A verdade é que, sem os rascunhos, estaríamos condenados à indesejável utopia que Jorge Luis Borges chamou de “la pagina de la perfeccion“. Ela não existe, mas não é que a pasteurização das edições tornou isso quase possível. Os exemplares saem já prontos, triplamente revisados. A indústria editorial e seus agentes esforçaram-se para torná-los inquestionáveis, assépticos, e sua higienização virou o símbolo de um produto quase perfeito.

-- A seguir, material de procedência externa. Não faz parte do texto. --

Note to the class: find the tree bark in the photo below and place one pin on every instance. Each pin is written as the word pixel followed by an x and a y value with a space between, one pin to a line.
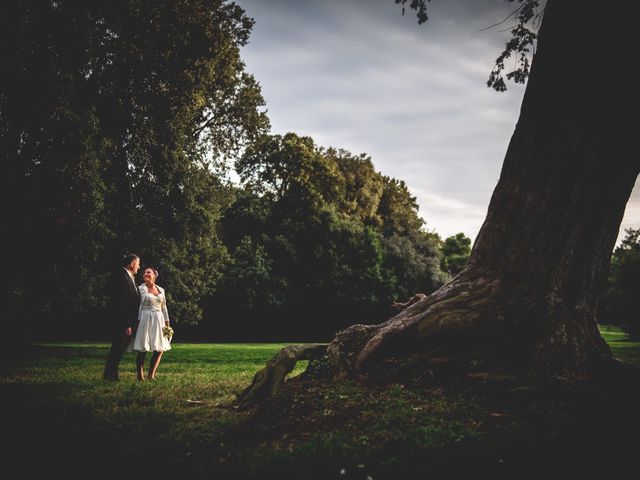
pixel 527 299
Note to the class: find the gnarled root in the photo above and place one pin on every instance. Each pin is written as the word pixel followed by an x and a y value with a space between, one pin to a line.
pixel 269 380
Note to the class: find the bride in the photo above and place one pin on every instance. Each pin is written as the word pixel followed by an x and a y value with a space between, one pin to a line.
pixel 153 317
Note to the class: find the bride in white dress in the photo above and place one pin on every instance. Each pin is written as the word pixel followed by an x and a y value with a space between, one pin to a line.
pixel 152 318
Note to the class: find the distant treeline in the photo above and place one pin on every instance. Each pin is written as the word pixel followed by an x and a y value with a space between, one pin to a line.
pixel 118 126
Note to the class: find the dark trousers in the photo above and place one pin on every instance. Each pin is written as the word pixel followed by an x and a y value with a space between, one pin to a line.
pixel 118 346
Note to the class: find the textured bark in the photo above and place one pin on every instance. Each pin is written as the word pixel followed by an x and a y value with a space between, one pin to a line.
pixel 528 296
pixel 527 299
pixel 268 381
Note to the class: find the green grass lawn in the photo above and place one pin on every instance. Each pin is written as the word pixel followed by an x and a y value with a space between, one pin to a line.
pixel 57 410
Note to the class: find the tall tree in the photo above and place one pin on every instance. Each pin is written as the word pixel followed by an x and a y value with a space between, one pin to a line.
pixel 116 117
pixel 527 299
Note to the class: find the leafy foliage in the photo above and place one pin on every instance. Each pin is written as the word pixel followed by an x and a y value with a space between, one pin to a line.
pixel 115 118
pixel 521 44
pixel 319 241
pixel 620 305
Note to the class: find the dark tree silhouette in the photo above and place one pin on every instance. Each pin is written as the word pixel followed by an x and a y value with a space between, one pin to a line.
pixel 527 299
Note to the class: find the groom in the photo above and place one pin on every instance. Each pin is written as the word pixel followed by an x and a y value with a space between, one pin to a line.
pixel 122 312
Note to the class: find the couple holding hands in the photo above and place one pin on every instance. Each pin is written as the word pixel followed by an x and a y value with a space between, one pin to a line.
pixel 139 319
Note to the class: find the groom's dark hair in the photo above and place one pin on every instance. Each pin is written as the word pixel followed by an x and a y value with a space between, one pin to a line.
pixel 128 258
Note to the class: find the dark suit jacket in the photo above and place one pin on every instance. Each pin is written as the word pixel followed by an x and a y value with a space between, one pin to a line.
pixel 124 302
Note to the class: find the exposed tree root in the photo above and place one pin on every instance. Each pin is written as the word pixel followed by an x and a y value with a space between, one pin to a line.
pixel 270 379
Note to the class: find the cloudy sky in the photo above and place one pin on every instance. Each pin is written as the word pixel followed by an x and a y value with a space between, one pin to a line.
pixel 358 75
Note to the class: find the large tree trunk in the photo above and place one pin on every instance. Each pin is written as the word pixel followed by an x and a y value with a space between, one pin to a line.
pixel 527 299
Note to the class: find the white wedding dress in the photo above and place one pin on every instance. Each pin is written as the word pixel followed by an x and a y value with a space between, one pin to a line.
pixel 151 320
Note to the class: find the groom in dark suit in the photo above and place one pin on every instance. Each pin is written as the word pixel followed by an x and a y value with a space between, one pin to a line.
pixel 122 312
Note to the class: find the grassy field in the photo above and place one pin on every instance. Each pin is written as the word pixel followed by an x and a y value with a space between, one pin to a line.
pixel 62 418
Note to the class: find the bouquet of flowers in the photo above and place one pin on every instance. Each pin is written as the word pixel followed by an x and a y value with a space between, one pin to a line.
pixel 167 332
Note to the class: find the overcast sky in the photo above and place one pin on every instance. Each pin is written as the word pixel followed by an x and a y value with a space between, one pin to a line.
pixel 357 75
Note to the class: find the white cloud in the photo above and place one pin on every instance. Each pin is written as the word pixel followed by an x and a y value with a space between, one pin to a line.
pixel 358 75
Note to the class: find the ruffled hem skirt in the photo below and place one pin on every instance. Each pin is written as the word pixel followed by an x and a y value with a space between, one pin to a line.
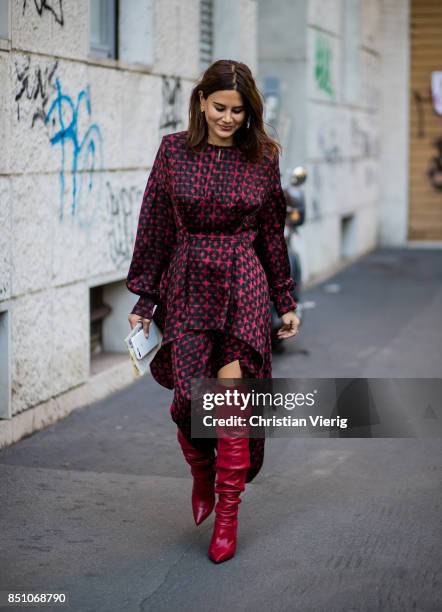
pixel 200 354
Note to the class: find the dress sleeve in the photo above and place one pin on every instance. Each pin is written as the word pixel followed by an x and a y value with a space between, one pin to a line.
pixel 155 238
pixel 271 247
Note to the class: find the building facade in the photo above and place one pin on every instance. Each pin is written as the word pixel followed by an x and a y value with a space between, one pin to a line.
pixel 88 88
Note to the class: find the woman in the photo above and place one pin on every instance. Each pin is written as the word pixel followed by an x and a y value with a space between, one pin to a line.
pixel 209 254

Mas e se quiséssemos conhecer não só o item acabado? E se disséssemos que gostaríamos de saber mais das etapas, do processo mental de elaboração, de como os originais emergiam de forma bruta das cabeças dos autores? E se precisássemos de uma visão panorâmica das palavras desencaminhadas, das ideias perdidas, dos extravios  iniciáticos de cada artista? Seria uma imperdoável indiscrição? Uma curiosidade ilícita? Ou a inquietude intelectual nos autorizaria a investigar as referencias culturais que afinal nos forjou até o limite? E se a chave para entender a história realmente estivesse nos detalhes, nas omissões voluntárias, nos textos descartados ou destruídos nas lareiras e trituradoras de papel? Sem o rascunho estaríamos todos cegos aos devaneios, aos atalhos descartados, à intimidade desconhecida, à faceta oculta da imaginação.

De toda forma parece que O Rascunho insiste em sobreviver. E é por essa notável e contra-intuitiva persistência que recomendo a leitura e assinatura de um importante e resiliente Jornal de Literatura publicado desde 2000 em Curitiba chamado exatamente de “Rascunho”, eis uma amostra : http://rascunho.com.br/o-direito-ao-silencio/.

PS- Acabo de salvar este texto como rascunho.